Now - I understand that the response is basically asking for authorisation - but I’m confused as to why it would.

Any suggestions please ?

Thanks very much !

…Donkeh…

You’ve specified a secret but the phone hasn’t volunteered it. Asterisk is now requesting that the phone prove that it knows it.

David,

This is an incoming call, from some random remote third party who has just dialed "test@mydomain.com" on their voip phone.

This should have nothing to do with the two internal phones (and their associated secrets) - thats my understanding anyway ?

How would random remote third parties know my password ? Answer: they shouldnt !

In that case, the authorisation is doing its job.

How is an incoming sip call, anything to do with the password of my two sip phones, except that my dialplan means those two phone’s end up being called ?

Just to clarify - both phone1 and phone2 are internal to the asterisk machine.
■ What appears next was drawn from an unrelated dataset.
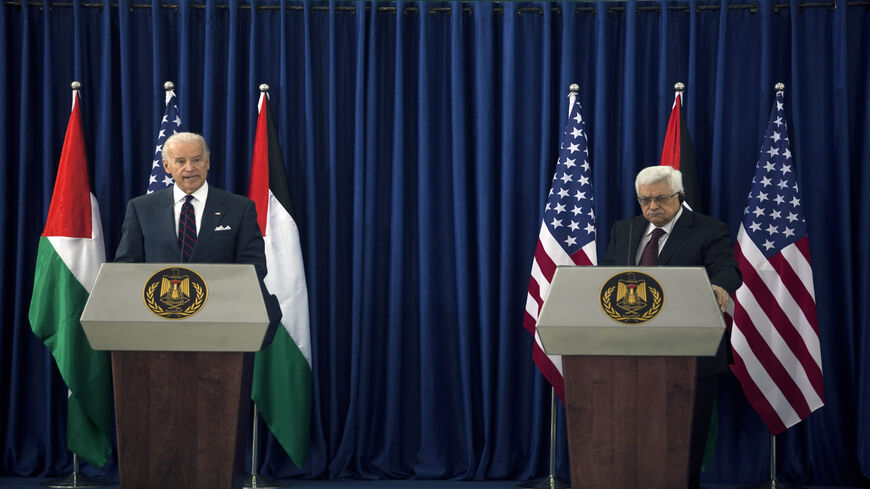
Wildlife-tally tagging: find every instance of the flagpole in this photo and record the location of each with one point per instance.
(550, 481)
(772, 482)
(75, 479)
(254, 480)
The third party is calling from some unknown source on the internet, not from phone1 or phone2

You probably cannot tell the difference between being rejected for unknown user name and being rejected as a way of prompting for the password. Nothing indicates the intruder knew any password at all.

This looks like a perfectly simple defeated intrusion attempt. It would have helped if you had pointed out that it was an intruder in the original question.

You may want to investigate the allowguest option. Your system is behaving as though it is set to “no”, which is, normally, the safe value.

David,

An example here of what I want to achieve… voip-info.org/wiki/view/Aste … P+URI+Dial

The caller is not an intruder - it’s me trying to get this working.

I would like customers have the ability to dial "sales@mydomain.com" from their voip phones and be connected to a sales team for example.

Make sure allowguest is yes. There were recent moves to change the default to no, because, for most people, allowing calls from other than their PSTN gateway is a serious security threat. The only reason that it defaulted yes was to make it easier to demonstrate the software, without people hitting access control problems.

The default from the config file is…

;allowguest=no ; Allow or reject guest calls (default is yes)

I have tried setting this to yes - with no difference.